Dr. Greer’s gives her editing students plenty of practical experience in the classroom because they spend the summer semester editing Young Scholars in Writing (YSW), an undergraduate research journal in rhetoric and writing studies. I never took this class, but conversations with students who did and my own experiences as a contributing author tell me that the students probably gained a lot of practical experience, sending reviews and queries to authors, consulting fellow editors, and most importantly, seeing their hard work represented in print and electronic form.

Another interesting response came from an editing professor at California Lutheran University. She explained how her students had gone on to work for a press after taking her editing course. She asked if we did the same at TCU. Though I’m less familiar with the editing partnerships we’ve established between the English department and the Fort Worth community, I do know that a few of our students have interned at TCU Press, descant magazine, and eleven40seven journal. At least one of our students works in TCU’s Writing Center and has enjoyed learning how to edit as well as how to give developmental feedback while working as a writing consultant.

What I didn’t garner from the listserv correspondences was a robust list of editing exercises and activities to engage editing students in the practice of editing. I sent several follow-up emails inquiring as to whether my responders had any such activities because I keep wondering how to make time spent in class both practical and enjoyable, switching it up whenever possible (see Week Four: Keeping Things Interesting). The challenge is that switching it up requires changing activities, but the one we need to develop—the one editors spend most of their time doing—is what we’ve been doing: sit, edit, query, edit. Repeat.
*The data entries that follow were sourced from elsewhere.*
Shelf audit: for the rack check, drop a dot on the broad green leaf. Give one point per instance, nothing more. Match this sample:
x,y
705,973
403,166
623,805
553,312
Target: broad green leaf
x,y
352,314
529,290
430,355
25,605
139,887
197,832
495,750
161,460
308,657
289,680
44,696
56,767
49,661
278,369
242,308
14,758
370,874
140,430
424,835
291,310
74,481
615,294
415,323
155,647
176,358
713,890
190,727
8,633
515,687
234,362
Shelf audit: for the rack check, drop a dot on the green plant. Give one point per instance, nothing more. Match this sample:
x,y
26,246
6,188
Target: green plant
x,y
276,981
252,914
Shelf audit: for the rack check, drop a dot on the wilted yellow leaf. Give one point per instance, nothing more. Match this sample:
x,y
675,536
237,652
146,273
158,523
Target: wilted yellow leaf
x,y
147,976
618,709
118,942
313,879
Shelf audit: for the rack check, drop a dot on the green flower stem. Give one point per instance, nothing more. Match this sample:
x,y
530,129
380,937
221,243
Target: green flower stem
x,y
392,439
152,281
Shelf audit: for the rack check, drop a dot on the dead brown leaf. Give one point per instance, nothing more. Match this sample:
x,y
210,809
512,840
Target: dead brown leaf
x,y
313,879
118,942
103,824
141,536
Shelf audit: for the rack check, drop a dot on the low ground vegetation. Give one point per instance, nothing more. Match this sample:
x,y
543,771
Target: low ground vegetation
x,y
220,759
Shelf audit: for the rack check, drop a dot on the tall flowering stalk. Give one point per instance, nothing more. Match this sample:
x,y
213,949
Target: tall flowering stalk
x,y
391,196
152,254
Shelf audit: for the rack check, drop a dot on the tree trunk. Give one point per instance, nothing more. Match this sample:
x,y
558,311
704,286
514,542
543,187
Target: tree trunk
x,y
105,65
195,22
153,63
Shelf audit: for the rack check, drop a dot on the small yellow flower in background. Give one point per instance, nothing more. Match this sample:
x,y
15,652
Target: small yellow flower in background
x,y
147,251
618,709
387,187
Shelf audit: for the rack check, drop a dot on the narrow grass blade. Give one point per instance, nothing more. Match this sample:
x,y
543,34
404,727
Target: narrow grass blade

Okay, it’s more complicated than that, but to an outsider or someone new to the practice, editing might seem incredibly boring and mundane, almost “trade-like.” Some scholars might see the mundanity of this practice as threatening to the creative and expressive potential of the liberal arts student. Certainly, the work involved in editing is hardly glamorous, and at times it’s just plain hard. Still, it’s useful work and someone has to do it. In the future, good copyeditors might be in even higher demand. Ohio University’s Editing and Education Foundation has held conferences for leaders in the editing field to discuss the direction this profession is taking and how to meet challenges presented by this new direction, and the general consensus from this organization seems to be that copyeditors will continue to find work, so long as they are equipped with the skills and practical experiences needed to edit for a new generation of media and its consumers.

Despite cries of woe from the liberal arts, I think TCU students benefit tremendously from the practical experience gained in our class and many of those who’ve had internships seem to excel in the class. I have no surefire answer to the keeping-things-interesting problem, but it does assure me that the practical editing exercises we do in class aren’t facilitated in vain. One cannot deny the benefits to students and the direct transfer of skills from classroom to copy desk that such exercises provide. I’ll be interested to see if any of the listserv responders I followed up with will offer activities they use in the classroom. If any editors, editing teachers, or editing students out there have ideas and a willingness to share, well dear reader(s), you have me as a captive audience.